Although the wounds are not too painful, you can take up to 3 tablets of ibuprofen 400-600mg if needed. If you take it for more than 3 days or if you have stomach problems, we will prescribe you a gastric protector (e.g. Pantoprazole), of which you should take one tablet at night.
On the first day after surgery, you will have an appointment in our practice. Here we make the first dressing change. If the wounds are inconspicuous, there will be no further checks in our practice. Now your body has to do everything else.
The wound care afterwards is very simple. The small wounds have to be washed out in the shower for 1-2 minutes in the morning, in the evening and after every bowel movement during the first week after the operation. Then dry the wound carefully with a towel and fold a compress in the middle and place it between the buttocks. If necessary, a wound ointment (e.g. panthenol) can be added.
Important: These are open wounds. Therefore, open wound healing occurs, which releases fluid that is orange/red in color. In addition, fibrin is formed as part of the wound healing process, which is equivalent to an endogenous glue. This fibrin is yellowish and slightly slimy, not pus. This is completely normal and no cause for concern.
In case of larger wounds we make another control after approx. 3-5 days. After that, there is no scheduled wound control, or if necessary, you can see your family doctor.
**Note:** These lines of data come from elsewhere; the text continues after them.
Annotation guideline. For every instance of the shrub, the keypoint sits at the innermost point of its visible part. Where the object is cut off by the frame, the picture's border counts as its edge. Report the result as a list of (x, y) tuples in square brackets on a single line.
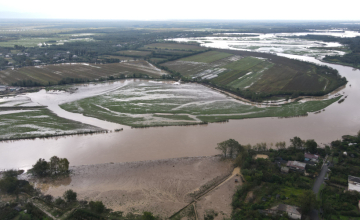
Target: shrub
[(70, 195), (97, 206)]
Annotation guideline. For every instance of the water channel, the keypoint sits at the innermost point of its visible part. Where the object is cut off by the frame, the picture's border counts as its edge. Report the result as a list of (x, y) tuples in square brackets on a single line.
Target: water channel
[(199, 140)]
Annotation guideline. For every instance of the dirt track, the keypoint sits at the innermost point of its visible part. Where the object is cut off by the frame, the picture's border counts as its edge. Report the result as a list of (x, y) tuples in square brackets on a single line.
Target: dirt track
[(162, 186)]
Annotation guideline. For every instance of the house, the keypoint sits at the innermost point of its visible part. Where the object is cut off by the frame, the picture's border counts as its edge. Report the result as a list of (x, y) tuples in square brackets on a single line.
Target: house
[(292, 211), (311, 163), (296, 165), (285, 169), (353, 183), (311, 157)]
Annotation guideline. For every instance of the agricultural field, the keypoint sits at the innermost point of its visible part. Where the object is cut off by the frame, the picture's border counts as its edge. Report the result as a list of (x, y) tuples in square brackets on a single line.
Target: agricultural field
[(39, 41), (37, 122), (135, 53), (53, 74), (175, 46), (150, 103), (255, 72)]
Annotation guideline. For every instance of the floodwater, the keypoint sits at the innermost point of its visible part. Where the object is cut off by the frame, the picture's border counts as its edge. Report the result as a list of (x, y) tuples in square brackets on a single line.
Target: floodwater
[(188, 141)]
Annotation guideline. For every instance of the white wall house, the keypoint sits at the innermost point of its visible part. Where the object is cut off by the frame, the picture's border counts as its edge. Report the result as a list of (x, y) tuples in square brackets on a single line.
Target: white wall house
[(353, 183)]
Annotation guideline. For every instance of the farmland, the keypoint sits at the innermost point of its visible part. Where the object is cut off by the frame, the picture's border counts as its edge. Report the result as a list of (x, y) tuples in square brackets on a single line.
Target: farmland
[(53, 74), (40, 122), (254, 73), (147, 103), (175, 46)]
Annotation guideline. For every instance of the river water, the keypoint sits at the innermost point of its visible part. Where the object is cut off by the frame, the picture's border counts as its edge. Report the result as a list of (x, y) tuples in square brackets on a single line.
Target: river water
[(199, 140)]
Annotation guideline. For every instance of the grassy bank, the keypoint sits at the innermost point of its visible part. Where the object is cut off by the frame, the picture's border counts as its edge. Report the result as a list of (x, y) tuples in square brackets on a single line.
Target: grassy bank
[(146, 104), (24, 124)]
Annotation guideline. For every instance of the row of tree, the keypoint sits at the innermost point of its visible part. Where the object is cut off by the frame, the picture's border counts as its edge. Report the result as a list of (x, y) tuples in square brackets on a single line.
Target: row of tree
[(55, 166)]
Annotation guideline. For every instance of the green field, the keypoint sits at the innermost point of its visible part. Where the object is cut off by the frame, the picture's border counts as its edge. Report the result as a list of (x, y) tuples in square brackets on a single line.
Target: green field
[(159, 104), (257, 73), (37, 122), (135, 53), (175, 46), (52, 74), (207, 57)]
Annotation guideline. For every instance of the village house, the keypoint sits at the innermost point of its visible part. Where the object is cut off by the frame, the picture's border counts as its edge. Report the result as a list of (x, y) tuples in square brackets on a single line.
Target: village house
[(353, 183), (292, 211), (284, 169), (311, 157), (296, 165)]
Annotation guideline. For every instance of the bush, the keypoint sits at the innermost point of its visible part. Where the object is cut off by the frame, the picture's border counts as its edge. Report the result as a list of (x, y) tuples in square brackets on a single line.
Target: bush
[(97, 207), (70, 195), (9, 184)]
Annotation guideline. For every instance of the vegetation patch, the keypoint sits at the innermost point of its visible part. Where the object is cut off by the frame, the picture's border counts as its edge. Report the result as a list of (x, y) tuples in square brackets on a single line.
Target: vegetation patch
[(147, 103)]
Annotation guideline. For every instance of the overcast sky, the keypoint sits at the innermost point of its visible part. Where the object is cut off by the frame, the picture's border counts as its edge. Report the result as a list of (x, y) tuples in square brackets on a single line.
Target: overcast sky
[(183, 9)]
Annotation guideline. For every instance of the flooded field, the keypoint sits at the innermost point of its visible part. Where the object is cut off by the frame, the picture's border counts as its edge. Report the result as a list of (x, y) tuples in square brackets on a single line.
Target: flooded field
[(275, 43), (199, 140), (162, 187)]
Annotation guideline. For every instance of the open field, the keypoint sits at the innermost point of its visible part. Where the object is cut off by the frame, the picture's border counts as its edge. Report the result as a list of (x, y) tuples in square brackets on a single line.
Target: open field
[(174, 46), (162, 187), (207, 57), (40, 122), (135, 53), (54, 73), (255, 72), (38, 41), (146, 103)]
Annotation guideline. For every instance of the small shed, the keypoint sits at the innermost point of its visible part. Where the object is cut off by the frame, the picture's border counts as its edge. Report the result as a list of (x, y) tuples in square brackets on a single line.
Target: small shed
[(292, 211), (284, 169), (354, 183)]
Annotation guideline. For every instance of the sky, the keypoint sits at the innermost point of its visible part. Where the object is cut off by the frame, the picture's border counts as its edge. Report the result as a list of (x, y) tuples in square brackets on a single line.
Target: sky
[(183, 9)]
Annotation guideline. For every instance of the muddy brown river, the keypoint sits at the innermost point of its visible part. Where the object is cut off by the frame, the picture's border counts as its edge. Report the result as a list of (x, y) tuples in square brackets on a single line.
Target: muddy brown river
[(200, 140)]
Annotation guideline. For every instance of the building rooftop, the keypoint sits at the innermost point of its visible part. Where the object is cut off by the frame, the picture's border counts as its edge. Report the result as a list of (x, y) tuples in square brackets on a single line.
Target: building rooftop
[(354, 179), (311, 156), (287, 208), (296, 164)]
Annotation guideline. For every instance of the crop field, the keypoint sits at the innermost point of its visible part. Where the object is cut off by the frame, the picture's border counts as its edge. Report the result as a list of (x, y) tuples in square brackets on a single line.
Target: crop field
[(148, 103), (207, 57), (38, 41), (115, 57), (135, 53), (32, 122), (253, 71), (55, 73), (175, 46)]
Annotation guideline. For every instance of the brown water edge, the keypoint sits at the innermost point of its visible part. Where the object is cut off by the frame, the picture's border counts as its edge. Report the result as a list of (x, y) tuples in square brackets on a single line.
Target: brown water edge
[(200, 140), (173, 142)]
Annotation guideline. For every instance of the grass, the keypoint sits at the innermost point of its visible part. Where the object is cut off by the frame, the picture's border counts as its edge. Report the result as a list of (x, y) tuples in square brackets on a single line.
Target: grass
[(57, 72), (34, 41), (207, 57), (39, 122), (136, 53), (175, 46), (137, 105), (238, 69)]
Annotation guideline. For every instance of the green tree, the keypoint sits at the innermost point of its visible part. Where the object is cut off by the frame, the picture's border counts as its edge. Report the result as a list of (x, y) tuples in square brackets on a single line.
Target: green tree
[(54, 165), (230, 148), (311, 146), (97, 207), (297, 143), (9, 184), (280, 145), (63, 165), (148, 216), (308, 202), (70, 195), (41, 168)]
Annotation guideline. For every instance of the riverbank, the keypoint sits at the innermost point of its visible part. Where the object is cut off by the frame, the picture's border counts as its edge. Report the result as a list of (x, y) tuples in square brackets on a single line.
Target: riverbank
[(160, 186)]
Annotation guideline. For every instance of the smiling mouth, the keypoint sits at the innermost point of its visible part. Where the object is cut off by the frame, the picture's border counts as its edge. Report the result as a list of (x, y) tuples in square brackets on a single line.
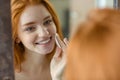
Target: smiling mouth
[(44, 41)]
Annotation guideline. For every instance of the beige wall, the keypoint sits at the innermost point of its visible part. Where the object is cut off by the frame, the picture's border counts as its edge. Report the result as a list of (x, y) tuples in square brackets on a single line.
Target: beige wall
[(78, 11), (80, 8)]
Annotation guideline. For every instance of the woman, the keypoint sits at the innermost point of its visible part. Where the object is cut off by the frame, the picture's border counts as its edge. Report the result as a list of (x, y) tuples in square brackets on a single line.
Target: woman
[(35, 24), (94, 50)]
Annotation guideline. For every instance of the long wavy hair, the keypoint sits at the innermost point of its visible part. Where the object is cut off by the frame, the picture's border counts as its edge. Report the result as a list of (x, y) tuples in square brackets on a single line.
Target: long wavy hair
[(94, 51)]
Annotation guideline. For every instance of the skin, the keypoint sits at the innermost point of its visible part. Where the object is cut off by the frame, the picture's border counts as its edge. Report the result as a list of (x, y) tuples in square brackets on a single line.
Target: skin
[(39, 33), (39, 40)]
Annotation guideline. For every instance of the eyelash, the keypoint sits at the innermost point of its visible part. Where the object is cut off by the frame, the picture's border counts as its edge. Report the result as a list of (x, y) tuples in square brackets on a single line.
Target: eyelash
[(48, 22)]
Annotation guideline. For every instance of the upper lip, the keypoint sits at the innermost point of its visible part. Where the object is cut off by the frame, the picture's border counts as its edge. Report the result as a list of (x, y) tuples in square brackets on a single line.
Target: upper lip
[(43, 41)]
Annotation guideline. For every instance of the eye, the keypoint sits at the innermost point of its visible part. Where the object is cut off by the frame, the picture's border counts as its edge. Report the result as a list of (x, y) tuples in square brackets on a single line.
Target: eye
[(48, 22), (30, 28)]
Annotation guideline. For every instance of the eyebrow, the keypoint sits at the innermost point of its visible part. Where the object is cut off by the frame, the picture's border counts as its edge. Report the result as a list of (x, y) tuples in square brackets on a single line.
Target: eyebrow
[(29, 23), (47, 17)]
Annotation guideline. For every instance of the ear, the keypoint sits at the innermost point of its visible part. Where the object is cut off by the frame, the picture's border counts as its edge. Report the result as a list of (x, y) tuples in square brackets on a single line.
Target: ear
[(17, 40)]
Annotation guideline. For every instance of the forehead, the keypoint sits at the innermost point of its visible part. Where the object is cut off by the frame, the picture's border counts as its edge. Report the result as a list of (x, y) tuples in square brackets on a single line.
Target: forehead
[(34, 13)]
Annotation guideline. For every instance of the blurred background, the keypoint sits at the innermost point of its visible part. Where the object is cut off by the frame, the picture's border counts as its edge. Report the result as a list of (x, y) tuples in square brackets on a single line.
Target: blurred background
[(72, 12)]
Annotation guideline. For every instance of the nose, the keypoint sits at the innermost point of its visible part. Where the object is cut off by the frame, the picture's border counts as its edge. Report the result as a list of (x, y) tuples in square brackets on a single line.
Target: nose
[(43, 32)]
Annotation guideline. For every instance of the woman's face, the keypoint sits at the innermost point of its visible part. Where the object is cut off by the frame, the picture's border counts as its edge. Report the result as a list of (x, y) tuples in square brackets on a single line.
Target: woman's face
[(37, 30)]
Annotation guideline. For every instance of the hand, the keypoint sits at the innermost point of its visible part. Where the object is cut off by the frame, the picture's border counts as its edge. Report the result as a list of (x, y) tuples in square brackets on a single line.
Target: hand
[(59, 59)]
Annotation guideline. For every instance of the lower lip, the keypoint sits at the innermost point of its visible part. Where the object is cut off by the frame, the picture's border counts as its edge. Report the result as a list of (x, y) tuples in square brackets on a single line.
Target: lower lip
[(46, 44)]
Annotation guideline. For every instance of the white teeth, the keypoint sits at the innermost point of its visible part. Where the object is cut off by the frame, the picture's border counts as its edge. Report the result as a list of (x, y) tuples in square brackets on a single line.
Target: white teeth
[(43, 42)]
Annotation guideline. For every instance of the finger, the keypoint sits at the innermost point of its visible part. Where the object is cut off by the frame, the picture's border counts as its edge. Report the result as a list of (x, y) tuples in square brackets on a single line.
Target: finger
[(65, 41), (58, 52), (59, 42)]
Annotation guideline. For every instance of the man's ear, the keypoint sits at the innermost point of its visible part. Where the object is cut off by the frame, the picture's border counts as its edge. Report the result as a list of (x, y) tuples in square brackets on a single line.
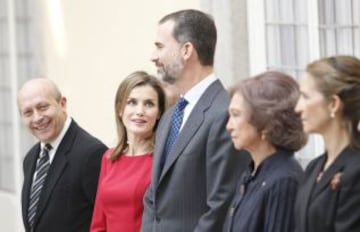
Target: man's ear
[(187, 50)]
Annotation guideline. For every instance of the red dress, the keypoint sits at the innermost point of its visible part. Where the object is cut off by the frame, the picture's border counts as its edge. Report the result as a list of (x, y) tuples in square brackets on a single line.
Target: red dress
[(121, 188)]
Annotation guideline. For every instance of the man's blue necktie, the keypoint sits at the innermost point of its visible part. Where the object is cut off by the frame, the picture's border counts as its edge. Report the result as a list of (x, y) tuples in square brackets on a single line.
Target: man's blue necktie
[(176, 121)]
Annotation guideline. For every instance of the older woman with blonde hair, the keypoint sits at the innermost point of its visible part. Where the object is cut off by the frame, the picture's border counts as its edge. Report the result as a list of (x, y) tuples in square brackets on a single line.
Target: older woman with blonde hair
[(329, 198), (263, 122)]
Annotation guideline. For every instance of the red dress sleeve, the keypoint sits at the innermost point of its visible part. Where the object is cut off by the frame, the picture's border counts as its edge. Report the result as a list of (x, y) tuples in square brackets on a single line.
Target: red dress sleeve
[(98, 222)]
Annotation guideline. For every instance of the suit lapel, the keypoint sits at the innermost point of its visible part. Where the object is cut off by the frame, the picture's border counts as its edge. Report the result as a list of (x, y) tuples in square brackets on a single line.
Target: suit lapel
[(306, 191), (57, 167), (161, 136), (192, 124)]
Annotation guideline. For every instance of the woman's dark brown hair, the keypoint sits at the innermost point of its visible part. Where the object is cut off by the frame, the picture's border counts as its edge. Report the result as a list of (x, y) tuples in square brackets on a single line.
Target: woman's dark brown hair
[(135, 79), (271, 98)]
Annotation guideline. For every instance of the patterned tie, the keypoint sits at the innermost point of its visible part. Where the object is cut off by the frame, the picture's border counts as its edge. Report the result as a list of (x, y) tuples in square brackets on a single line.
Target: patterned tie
[(42, 167), (176, 121)]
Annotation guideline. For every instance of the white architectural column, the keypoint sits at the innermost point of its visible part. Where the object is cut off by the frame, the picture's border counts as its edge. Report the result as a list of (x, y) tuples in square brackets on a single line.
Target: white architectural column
[(232, 53)]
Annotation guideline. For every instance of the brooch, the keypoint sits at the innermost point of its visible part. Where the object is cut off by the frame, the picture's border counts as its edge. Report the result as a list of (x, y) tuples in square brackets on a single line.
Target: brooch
[(335, 181)]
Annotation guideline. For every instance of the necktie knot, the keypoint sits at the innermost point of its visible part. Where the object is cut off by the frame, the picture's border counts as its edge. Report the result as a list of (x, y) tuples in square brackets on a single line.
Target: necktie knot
[(176, 121), (45, 150), (181, 104)]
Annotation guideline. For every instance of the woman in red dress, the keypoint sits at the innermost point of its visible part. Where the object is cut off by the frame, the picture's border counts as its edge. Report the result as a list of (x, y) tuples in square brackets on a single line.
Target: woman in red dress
[(126, 168)]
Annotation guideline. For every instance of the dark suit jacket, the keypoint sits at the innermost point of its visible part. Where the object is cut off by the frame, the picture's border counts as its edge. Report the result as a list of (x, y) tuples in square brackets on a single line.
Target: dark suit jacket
[(264, 201), (326, 206), (193, 190), (68, 195)]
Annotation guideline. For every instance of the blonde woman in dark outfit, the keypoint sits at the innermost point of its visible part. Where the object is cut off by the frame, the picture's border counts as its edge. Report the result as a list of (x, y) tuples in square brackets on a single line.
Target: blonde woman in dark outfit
[(329, 198)]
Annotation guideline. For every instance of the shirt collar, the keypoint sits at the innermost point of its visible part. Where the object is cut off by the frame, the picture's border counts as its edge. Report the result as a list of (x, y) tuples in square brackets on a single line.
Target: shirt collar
[(54, 144), (194, 94)]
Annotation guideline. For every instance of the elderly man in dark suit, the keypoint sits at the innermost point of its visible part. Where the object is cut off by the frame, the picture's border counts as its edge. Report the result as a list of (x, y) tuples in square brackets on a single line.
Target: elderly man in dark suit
[(195, 164), (61, 170)]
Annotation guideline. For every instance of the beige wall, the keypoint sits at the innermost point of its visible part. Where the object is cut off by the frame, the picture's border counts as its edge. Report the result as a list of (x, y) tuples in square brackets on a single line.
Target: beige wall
[(91, 45)]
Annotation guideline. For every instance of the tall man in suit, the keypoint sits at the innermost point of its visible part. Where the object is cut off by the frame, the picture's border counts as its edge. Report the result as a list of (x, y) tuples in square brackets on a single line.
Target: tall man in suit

The time it takes for a wound to heal completely can vary greatly. With pit picking, small wounds should be completely healed after 6-8 weeks. If a small wound is still open at that time, we will ask to see you again for a checkup.
You can present at any time if there is a deterioration:
Please always keep in mind. Despite the great success, the coccygeal fistula can return in 20-25% of cases (recurrence). Wounds that do not heal are considered recurrences. Before a new operation is planned, however, all non-surgical options should be tried.